The director of the National Institute of Allergy and Infectious Diseases and the chief medical adviser to President Biden spoke at the assembly’s commemoration of World AIDS Day, which is Wednesday. The 40th anniversary of the first report that brought AIDS to the attention of the public was on June 5.
Dr. Anthony Fauci, director of the National Institute of Allergy and Infectious Diseases, takes his seat for a Senate Health, Education, Labor, and Pensions Committee hearing on Capitol Hill, Thursday, Nov. 4, 2021, in Washington.
((AP Photo/Alex Brandon))
Fauci said he has been “deeply engaged” in responding to both the HIV/AIDS and COVID-19 pandemics, and “they have stimulated responses we all can be proud of including remarkable scientific progress, global cooperation and widespread compassion, particularly in the distribution of life-saving AIDS medications.”
“On the other hand,” he said, “they also reveal that as a global society, we still are struggling with long-standing inequities in health care access, and very real health communication challenges linked in some countries to waning trust in core institutions.”
Fauci said in a recorded speech that much of what scientists and public health experts learned from their long investment in HIV/AIDS research “has been successfully applied to the COVID-19 pandemic.” He pointed to the design of drugs and the potential impact on survival of monoclonal antibodies, which can fight infections.
“Important discoveries stimulated by COVID-19 may also help us make progress against HIV/AIDS,” he said, singling out messenger RNA vaccines and the pool of substances that are effective in vaccines.
MRNA vaccines work by using a piece of genetic code from the spike protein of the coronavirus to train the immune system to generate a response. Both the Pfizer-BioNTech and the Moderna vaccines rely on mRNA.
National Institute of Allergy and Infectious Diseases Director Dr. Anthony Fauci testifies before the Senate Health, Education, Labor, and Pensions Committee about the ongoing response to the COVID-19 pandemic in the Dirksen Senate Office Building on Capitol Hill on Nov. 4, 2021, in Washington, D.C.

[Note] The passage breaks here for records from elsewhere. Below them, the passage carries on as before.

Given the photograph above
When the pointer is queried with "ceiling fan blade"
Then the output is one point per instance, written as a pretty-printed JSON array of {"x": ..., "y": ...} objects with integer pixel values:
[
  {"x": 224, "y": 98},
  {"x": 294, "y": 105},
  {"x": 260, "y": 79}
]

(Chip Somodevilla/Getty Images)
Fauci said COVID-19 also showed how quickly scientists and public health officials can respond to counter a pandemic when there is substantial and sustained financial investment, “and perhaps most importantly, when governments and the private sector work together” and provide incentives for production.
Now, he said, the challenge for scientists, funders, and supporters of research “is to apply these lessons to fight against HIV/AIDS.”